If, after all due steps have been taken, information is obtained that provides a basis for making a different decision on the main issues, they must be decided in a new way. Previous conclusions cannot have prejudicial significance. The main questions are about the guilt/innocence of a person, the presence/absence of grounds for changing/cancelling/applying a coercive measure, the qualification of an act, etc.
Lawyer for the renewal of a dismissed case in Yekaterinburg
The reopening of a terminated criminal case can be achieved with the help of our criminal lawyer at the Law Office “Katsailidi and Partners”. Very often during the investigation there are situations when there is not enough evidence to confirm the guilt of the suspect.
As a rule, such cases are subject to closure, but there are exceptions, which we will talk about now. If, over a certain period of time, any new facts appear, in this case the investigator can take such an action as resuming proceedings in a terminated criminal case.
Relevance of the issue
Conditions for the restoration of criminal cases, enshrined in Art. 158.1, in fact, can be called the grounds for opening special proceedings with a special subject of proof. This is, in fact, a lost cause. In addition, production is opened to achieve a special purpose - the recovery of materials.
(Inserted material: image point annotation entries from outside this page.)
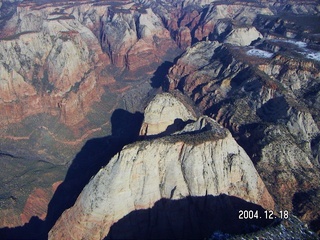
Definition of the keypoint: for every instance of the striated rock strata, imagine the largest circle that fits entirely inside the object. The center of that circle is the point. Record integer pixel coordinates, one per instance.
(268, 101)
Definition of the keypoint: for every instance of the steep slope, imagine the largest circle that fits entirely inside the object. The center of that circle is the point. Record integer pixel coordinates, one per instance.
(204, 160)
(265, 99)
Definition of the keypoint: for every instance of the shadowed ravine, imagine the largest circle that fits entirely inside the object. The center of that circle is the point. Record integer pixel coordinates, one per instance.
(95, 154)
(189, 218)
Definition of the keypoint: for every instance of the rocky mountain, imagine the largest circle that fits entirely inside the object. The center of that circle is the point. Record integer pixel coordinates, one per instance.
(75, 77)
(202, 160)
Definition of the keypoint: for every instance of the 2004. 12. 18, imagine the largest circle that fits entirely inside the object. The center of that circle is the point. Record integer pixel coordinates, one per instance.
(267, 214)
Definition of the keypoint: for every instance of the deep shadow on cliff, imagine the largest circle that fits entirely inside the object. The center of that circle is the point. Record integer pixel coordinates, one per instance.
(95, 154)
(190, 218)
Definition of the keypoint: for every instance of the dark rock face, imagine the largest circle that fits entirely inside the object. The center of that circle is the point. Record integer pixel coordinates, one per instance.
(65, 67)
(189, 218)
(264, 109)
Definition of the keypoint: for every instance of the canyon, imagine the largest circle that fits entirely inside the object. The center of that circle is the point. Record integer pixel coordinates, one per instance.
(95, 88)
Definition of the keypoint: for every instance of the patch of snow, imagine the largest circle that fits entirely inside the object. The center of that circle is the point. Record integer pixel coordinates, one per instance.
(297, 43)
(314, 56)
(259, 53)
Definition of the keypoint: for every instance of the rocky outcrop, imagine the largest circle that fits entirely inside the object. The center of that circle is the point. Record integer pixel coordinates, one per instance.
(262, 102)
(163, 115)
(202, 160)
(134, 39)
(243, 36)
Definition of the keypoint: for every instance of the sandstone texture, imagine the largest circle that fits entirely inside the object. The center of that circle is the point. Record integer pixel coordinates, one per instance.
(162, 112)
(208, 161)
(261, 101)
(67, 68)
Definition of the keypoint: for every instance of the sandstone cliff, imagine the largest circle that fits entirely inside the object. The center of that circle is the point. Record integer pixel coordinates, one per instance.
(259, 98)
(202, 160)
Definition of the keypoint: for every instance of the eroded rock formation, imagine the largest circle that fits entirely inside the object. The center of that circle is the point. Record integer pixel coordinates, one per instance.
(205, 160)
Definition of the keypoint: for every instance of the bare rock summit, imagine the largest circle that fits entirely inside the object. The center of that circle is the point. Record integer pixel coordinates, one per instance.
(156, 188)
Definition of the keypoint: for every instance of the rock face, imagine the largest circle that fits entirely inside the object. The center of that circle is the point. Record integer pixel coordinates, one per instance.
(206, 161)
(135, 39)
(162, 115)
(260, 100)
(65, 66)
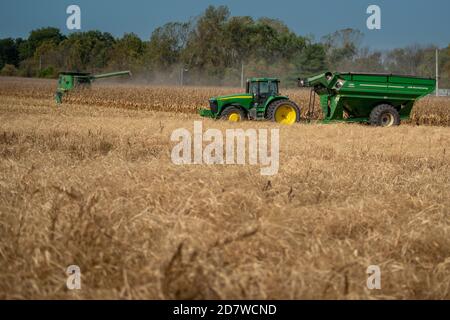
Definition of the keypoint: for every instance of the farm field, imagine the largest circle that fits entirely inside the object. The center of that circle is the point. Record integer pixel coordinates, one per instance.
(91, 183)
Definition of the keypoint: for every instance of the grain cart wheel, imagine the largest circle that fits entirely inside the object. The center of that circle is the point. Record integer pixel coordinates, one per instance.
(284, 112)
(384, 116)
(233, 114)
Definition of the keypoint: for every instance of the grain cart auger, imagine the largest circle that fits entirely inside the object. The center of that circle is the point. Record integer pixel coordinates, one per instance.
(70, 80)
(379, 99)
(261, 101)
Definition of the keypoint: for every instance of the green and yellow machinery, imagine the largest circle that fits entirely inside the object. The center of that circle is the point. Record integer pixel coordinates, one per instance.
(379, 99)
(70, 80)
(261, 101)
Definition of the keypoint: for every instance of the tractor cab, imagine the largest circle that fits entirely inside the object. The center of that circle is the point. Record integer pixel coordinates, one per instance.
(262, 89)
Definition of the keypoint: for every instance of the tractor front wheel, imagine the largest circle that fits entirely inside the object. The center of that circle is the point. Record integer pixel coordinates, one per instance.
(233, 114)
(384, 116)
(284, 112)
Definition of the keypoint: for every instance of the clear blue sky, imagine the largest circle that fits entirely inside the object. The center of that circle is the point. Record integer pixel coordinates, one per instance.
(404, 22)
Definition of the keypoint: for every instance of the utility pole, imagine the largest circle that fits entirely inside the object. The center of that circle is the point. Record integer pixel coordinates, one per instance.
(437, 72)
(181, 76)
(242, 75)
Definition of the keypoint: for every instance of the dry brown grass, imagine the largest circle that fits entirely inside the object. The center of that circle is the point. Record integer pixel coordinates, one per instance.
(95, 187)
(429, 111)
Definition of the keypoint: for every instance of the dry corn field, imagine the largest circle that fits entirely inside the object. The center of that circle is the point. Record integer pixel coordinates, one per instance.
(92, 184)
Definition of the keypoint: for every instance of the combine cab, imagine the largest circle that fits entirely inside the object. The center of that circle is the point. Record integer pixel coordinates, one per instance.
(379, 99)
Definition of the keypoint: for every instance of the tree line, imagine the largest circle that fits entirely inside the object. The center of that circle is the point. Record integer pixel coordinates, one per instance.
(212, 49)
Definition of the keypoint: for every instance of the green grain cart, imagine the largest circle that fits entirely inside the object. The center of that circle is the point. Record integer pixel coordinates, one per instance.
(70, 80)
(379, 99)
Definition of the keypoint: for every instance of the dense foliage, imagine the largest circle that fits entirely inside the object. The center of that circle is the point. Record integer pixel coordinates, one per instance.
(211, 49)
Currently, the risks of losing cases of all categories remain quite high. This problem arose in the mid-90s of the last century and required legislative regulation.
Scope of Art. 158.1
They are determined by the conditions that arise from the principles of the presumption of innocence and the inadmissibility of repeatedly bringing a person to justice for one crime. Therefore:
- The impossibility of opening a new case and conducting an investigation instead of a lost one if the proceedings were completed by a decision on the merits. In this case, the decision is subject to cancellation in the appropriate procedural form. At the pre-trial stage it is canceled by the prosecutor, within the framework of legal proceedings - by appeal, cassation, supervisory ruling or in the order of reopening the case.
- Doubts regarding materials not recovered during repeated investigative actions should be interpreted in favor of the accused.